Only now, at this very late moment, rubbing my sweaty forehead and gazing into the lights of that wonderful ring, have I been able to put together some obvious facts in the required synthesis.

I don't know, of course, what forms their assistance to us will take. I suspect human beings won't see or hear much of the angels for a long time to come. Now and then disastrous decisions may be altered, and those who believe themselves wholly responsible won't realize why their minds worked that way. Here and there, maybe an influential mind will be rather strangely nudged into a better course. Something like that. There may be new discoveries and inventions of kinds that will tend to neutralize the menace of our nastiest playthings.

But whatever the angels decide to do, the record and analysis of my fairly typical life will be an aid. It could even be the small weight deciding the balance between triumph and failure. That is Fact One.

Two: my angel and her brothers and sisters, for all their amazing level of advancement, are also of perishable protoplasm. Therefore, if this ball of mud becomes a ball of flame, they also will be destroyed. Even if they have the means to use their spaceship again or to build another, it might easily happen that they would not learn their danger in time to escape. And for all I know, this could be tomorrow. Or tonight.

So there can no longer be any doubt as to my choice, and I will tell her when she wakes.


July 9

Tonight[2] there is no recall; I am to rest a while. I see it is almost a month since I last wrote in this journal. My total recall began three weeks ago, and already the first twenty-eight years of my life have been saved.

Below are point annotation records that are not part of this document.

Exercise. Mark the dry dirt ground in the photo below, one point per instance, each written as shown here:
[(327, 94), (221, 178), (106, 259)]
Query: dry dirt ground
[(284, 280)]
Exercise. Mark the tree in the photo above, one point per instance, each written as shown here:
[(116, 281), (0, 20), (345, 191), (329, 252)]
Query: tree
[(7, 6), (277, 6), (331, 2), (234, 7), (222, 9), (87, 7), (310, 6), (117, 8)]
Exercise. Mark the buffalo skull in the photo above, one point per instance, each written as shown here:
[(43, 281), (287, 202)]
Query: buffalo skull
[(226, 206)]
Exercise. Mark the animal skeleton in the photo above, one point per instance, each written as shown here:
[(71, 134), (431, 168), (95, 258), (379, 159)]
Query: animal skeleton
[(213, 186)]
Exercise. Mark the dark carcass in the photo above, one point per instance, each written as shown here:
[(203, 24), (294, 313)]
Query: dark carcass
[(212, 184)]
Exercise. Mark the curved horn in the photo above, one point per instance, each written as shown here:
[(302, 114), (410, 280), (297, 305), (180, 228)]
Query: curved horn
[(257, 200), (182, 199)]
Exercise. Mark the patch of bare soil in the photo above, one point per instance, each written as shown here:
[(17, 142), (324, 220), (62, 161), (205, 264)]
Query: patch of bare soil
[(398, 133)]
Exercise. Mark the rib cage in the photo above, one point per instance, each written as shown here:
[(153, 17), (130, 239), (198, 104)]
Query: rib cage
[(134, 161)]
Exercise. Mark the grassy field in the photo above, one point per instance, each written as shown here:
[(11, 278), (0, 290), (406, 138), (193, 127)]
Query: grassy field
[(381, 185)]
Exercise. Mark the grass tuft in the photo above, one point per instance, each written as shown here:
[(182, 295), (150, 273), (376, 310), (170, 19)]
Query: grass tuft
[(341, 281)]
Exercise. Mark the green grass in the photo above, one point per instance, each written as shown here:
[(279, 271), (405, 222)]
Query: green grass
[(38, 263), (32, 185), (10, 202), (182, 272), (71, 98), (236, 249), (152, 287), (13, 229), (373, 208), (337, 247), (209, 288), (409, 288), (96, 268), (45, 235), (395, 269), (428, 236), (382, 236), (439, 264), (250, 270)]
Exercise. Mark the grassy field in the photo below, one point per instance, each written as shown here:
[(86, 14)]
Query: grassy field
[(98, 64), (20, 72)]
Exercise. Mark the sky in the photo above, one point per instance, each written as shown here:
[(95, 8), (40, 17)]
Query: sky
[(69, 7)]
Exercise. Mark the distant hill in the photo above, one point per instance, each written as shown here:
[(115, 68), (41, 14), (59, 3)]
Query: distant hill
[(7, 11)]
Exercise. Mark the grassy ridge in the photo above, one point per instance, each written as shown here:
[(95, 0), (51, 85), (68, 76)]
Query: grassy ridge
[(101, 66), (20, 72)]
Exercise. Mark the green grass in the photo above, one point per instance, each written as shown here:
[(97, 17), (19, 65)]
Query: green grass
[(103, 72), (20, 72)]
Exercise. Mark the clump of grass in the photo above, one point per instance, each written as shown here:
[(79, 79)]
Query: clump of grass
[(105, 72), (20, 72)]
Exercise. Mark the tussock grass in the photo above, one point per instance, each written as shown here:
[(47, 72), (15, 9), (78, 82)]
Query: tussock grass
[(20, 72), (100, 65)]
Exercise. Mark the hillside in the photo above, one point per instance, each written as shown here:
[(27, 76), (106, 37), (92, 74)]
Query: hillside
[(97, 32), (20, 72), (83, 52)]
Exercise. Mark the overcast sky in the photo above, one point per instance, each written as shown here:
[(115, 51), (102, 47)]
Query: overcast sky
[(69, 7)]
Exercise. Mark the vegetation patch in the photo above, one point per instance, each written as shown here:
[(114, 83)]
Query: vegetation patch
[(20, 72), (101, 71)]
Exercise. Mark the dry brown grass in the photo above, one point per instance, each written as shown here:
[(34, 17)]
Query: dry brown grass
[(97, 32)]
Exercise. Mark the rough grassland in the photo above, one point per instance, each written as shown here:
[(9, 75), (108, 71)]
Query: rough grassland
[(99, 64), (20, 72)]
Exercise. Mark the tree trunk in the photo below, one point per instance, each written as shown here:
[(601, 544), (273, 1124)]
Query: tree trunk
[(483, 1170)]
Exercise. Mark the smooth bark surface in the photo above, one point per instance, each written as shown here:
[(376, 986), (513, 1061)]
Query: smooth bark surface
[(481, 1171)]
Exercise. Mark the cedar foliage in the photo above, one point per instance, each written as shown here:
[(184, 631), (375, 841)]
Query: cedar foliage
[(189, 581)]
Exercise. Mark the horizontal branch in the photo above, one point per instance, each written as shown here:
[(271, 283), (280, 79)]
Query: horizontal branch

It was a week after I told the angel my decision before she was prepared to start the recall. During that week she searched my present mind more closely than I should have imagined was possible: she had to be sure.

During that week, of hard questions, I dare say she learned more about my kind than has ever gone on record even in a physician's office; I hope she did. To any psychiatrist who might question that, I offer a naturalist's suggestion. It is easy to imagine, after some laborious time, that we have noticed everything a given patch of ground can show us. But alter the view-point only a little—dig down a foot with a spade, say, or climb a tree-branch and look downward—it's a whole new world.